The Centaur tells the story of George Caldwell, science teacher at Olinger High School. The fictional town of Olinger is the setting for one of his numerous collections of stories. Interwoven with the story of George and his brilliant son, Peter, is the myth of the centaur, Chiron, the teacher of Achilles. Peter plays the role of Prometheus. In the myth, Chiron is wounded, but since he is immortal, he must suffer for all eternity the pain of his wound. He gives up his life for Prometheus.
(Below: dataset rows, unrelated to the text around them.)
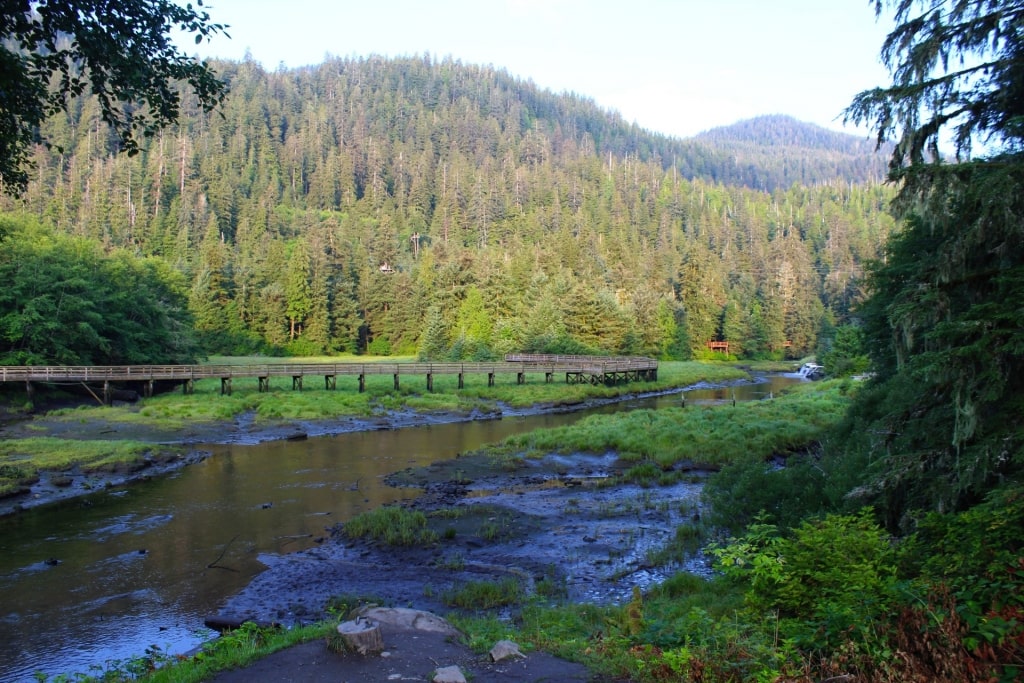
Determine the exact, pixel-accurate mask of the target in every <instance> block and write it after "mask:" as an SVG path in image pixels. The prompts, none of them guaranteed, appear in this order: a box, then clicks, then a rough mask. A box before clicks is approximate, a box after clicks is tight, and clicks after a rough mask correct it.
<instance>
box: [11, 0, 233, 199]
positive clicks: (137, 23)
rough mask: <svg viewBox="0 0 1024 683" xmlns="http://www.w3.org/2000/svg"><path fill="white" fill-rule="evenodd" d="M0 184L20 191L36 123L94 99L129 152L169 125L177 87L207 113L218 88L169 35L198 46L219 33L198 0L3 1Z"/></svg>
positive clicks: (104, 119)
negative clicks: (140, 134)
mask: <svg viewBox="0 0 1024 683" xmlns="http://www.w3.org/2000/svg"><path fill="white" fill-rule="evenodd" d="M0 6H2V12H0V82H2V83H3V91H2V97H0V180H2V183H3V189H4V191H6V193H10V194H18V193H20V191H23V190H24V189H25V187H26V184H27V182H28V172H27V170H26V166H27V163H28V162H29V161H30V159H31V154H30V153H31V147H32V145H33V143H34V142H36V141H37V139H38V135H39V129H40V125H41V124H42V123H43V122H44V121H45V120H46V119H47V118H48V117H50V116H52V115H54V114H56V113H57V112H60V111H63V110H66V109H67V108H68V106H69V105H70V103H71V102H72V98H75V97H78V96H80V95H82V94H84V93H87V92H91V93H92V94H93V95H94V96H95V97H96V100H97V101H98V104H99V113H100V118H101V119H102V121H103V122H104V123H105V124H108V125H109V126H110V127H111V129H112V130H113V131H114V133H115V134H116V135H117V137H118V139H119V141H120V145H121V146H122V147H123V150H124V151H125V152H127V153H128V154H129V155H134V154H137V153H138V151H139V141H138V136H139V135H140V134H141V135H142V136H143V137H147V136H151V135H152V134H153V133H154V132H155V131H156V130H158V129H160V128H162V127H164V126H166V125H168V124H170V123H174V122H175V121H177V119H178V115H179V113H180V100H181V93H180V90H179V88H178V83H179V82H184V83H187V84H188V86H189V87H190V88H193V90H194V91H195V92H196V94H197V96H198V98H199V102H200V104H201V105H202V106H203V109H205V110H206V111H210V110H211V109H213V108H214V106H215V105H217V104H218V103H220V102H221V100H222V99H223V97H224V94H225V86H224V83H223V82H222V81H220V80H219V79H218V78H217V77H216V75H215V74H214V72H213V71H212V70H211V69H210V67H209V66H208V65H206V63H204V62H199V61H197V60H196V59H194V58H191V57H188V56H186V55H185V54H183V53H182V52H181V51H179V49H178V48H177V47H176V46H175V45H174V43H173V41H172V39H171V31H172V30H174V29H178V30H180V31H183V32H186V33H191V34H196V42H197V43H199V42H201V41H202V40H204V39H205V38H207V37H209V36H211V35H214V34H217V33H222V32H224V29H225V27H224V26H222V25H220V24H214V23H213V22H212V20H211V18H210V15H209V14H208V13H207V12H205V11H202V9H200V8H202V7H203V0H196V7H194V6H193V5H191V4H190V3H189V4H187V5H184V6H182V5H179V4H177V3H176V2H174V1H173V0H115V1H111V0H61V1H60V2H30V0H3V2H2V3H0Z"/></svg>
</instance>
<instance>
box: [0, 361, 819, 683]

For a sample of Updike’s power with words, I turned to a random page and began reading,

“My father and I scraped together the change in our pockets and found enough for breakfast at a diner. I had one dollar in my wallet but did not tell him, intending it to be a surprise when things got more desperate. The counter of the diner was lined with workmen soft-eyed and gruff from behind half-asleep still. […] I ordered pancakes and bacon and it was the best breakfast I had had in months. My father ordered Wheaties, mushed the cereal into the milk, ate a few bites, and pushed it away. He looked at the clock. It said 7:25. He bit back a belch; his face whitened and the skin under his eyes seemed to sink against the socket bone. He saw me studying him in alarm and said, ‘I know. I look like the devil. I’ll shave in the boiler room over at the school, Heller has a razor.’ The pale grizzle, like a morning’s frost, of a day-old beard covered his cheeks and chin” (169).

If you have never read Updike, pick a genre – poetry, novels, short stories, or essays on art, books, writers, and philosophy. You will not be disappointed.